Panc-1 pancreatic cancer cells were harvested from culture flasks and transferred to serum-free HBSS. Tumor cells (1 × 107 cells) were injected into the right flank of female nude mice and allowed to establish tumors. Following tumor formation, animals were pair matched by tumor size and placed into groups of eight mice. Animals were then treated by i.v. injection of 0.5 mg BZ per kg every 72 h, 5 × 108 TCID50 Reolysin once a week, or both agents for 5 weeks. Tumor volume and animal weight measurements were recorded twice weekly. Tumor tissue was collected for immunohistochemistry (IHC) and electron microscopy at the end of the study.
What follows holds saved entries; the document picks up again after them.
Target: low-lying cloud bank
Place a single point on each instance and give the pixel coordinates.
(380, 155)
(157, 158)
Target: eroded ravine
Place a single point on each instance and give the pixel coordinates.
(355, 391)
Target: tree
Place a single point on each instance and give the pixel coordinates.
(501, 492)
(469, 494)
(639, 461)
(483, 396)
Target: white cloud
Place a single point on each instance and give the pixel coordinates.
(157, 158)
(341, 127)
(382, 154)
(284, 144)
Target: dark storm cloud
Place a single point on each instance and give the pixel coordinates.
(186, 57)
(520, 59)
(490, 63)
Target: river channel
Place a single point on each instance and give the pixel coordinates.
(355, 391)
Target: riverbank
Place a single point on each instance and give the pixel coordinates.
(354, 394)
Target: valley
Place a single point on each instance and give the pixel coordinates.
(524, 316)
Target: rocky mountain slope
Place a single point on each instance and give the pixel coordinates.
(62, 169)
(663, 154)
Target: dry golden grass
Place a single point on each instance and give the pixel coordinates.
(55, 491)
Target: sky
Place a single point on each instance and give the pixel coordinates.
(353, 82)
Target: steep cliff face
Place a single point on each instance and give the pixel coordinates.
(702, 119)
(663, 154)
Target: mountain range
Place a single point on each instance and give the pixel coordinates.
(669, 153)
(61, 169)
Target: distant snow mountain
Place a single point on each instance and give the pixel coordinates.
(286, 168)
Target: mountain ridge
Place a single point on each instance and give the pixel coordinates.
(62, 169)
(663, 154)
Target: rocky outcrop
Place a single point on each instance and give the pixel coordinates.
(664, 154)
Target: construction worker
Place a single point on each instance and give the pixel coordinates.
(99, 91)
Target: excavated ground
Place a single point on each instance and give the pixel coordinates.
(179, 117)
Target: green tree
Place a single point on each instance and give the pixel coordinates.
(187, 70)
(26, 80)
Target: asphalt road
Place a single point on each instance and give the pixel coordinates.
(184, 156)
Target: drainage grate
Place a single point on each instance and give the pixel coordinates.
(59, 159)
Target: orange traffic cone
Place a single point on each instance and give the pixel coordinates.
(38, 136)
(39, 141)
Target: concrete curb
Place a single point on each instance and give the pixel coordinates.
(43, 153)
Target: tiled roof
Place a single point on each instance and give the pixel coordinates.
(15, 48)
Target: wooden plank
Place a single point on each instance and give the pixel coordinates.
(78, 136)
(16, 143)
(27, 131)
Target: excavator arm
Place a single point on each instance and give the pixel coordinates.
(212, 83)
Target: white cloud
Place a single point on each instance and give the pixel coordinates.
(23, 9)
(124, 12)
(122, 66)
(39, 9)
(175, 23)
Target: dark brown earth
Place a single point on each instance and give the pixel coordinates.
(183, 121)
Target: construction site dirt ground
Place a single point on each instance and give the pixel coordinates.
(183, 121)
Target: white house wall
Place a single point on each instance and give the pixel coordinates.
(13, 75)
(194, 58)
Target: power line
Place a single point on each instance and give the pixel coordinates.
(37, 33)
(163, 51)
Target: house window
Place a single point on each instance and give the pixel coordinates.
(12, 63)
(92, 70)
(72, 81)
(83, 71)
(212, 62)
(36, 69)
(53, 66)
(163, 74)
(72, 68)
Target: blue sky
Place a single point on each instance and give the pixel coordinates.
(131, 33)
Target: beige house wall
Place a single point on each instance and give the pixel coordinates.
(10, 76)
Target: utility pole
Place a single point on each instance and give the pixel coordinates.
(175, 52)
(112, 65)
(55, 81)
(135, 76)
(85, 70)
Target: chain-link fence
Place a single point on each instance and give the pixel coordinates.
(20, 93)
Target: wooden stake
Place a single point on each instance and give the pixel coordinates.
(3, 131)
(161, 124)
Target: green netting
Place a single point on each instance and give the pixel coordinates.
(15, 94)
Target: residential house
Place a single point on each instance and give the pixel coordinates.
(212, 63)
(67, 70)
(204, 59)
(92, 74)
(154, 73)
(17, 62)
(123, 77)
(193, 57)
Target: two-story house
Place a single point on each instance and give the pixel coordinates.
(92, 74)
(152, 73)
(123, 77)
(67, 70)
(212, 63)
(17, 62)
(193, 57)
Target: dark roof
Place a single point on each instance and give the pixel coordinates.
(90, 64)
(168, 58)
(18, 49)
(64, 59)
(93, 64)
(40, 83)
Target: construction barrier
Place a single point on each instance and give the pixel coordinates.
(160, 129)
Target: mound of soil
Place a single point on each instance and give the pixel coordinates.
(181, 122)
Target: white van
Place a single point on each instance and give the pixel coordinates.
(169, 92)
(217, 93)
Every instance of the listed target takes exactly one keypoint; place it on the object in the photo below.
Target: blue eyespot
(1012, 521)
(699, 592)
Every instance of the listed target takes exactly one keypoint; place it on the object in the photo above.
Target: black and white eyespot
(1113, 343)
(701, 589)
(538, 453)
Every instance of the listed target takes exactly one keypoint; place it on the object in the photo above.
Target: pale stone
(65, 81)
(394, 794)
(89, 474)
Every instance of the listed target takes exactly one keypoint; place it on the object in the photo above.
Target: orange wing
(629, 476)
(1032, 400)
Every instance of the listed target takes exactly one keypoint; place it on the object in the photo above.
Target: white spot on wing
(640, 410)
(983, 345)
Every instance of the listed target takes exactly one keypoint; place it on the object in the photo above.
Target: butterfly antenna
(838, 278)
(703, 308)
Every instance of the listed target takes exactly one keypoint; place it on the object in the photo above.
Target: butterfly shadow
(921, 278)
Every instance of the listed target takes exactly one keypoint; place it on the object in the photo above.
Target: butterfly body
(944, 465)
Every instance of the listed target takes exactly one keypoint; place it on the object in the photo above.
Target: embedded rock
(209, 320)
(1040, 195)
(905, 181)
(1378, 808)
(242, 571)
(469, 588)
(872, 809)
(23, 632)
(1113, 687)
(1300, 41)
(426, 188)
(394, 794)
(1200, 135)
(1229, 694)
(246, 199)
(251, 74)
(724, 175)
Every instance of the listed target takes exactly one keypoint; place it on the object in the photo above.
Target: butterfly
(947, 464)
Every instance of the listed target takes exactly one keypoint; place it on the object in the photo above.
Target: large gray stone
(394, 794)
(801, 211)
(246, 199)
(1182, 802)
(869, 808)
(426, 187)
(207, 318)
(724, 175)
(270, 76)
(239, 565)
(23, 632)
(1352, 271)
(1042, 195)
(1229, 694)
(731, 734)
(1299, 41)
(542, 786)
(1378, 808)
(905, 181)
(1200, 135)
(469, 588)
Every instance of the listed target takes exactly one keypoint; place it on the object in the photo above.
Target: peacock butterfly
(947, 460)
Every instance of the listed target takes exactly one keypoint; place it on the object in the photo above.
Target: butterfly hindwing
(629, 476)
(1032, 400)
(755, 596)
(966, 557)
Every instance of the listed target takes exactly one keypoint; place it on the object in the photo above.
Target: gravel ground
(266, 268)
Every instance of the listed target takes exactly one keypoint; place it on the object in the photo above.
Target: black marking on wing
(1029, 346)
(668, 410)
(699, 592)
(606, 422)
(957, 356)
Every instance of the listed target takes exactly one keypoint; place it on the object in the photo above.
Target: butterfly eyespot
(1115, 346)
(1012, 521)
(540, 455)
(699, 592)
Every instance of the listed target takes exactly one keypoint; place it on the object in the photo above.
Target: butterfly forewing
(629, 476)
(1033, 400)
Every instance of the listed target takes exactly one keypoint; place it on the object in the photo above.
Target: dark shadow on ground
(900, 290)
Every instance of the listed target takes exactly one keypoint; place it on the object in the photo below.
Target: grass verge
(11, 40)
Terminal deoxyribonucleotide transferase-mediated dUTP nick end labeling assay

DNA fragmentation in tumor samples was analyzed using an FITC-labeled terminal deoxyribonucleotide transferase-mediated dUTP nick end labeling (TUNEL) assay kit (Promega, Madison, WI, USA) according to the manufacturer’s instructions. PI was used to counterstain the nucleus. Images were captured with an Olympus fluorescent microscope (Olympus) with a DP71 camera and a × 20 objective. Percentages of TUNEL-positive cells were determined by manual counting of five random fields per section.

Immunohistochemistry

Paraffin-embedded tumor sections were deparaffinized in xylene and a graded series of alcohol and rehydrated in PBS. Heat-induced epitope retrieval on paraffin-embedded sections was performed by microwaving slides in a citrate buffer for 5 min. Endogenous peroxides were blocked with a 3% hydrogen peroxide solution for 10 min. Slides were placed in a protein block solution (5% horse and 1% goat serum in PBS) for 20 min, followed by incubation with GRP78/BiP antibody at 4 °C overnight. After washing with PBS, slides were incubated in a goat anti-rabbit HRP-conjugated secondary antibody for 1 h at ambient temperature. Positive reactions were visualized using 3,3′-diaminobenzidine (Dako, Carpinteria, CA, USA) for 10 min. The slides were rinsed with water and counterstained with Gill’s hematoxylin (Sigma). Images were captured using an Olympus fluorescent microscope with a DP71 camera and a × 20 objective. Image-Pro Plus software version 6.2.1 (MediaCybernetics, Bethesda, MD, USA) was used for image acquisition. ImageJ software was used for quantification of GRP78/BiP levels by densitometric analysis of five random fields containing viable tumor cells.

Statistical analyses

Statistical significance of differences observed between samples was determined using the Tukey–Kramer comparison test or the Student’s t-test. Differences were considered significant in all experiments at P<0.05.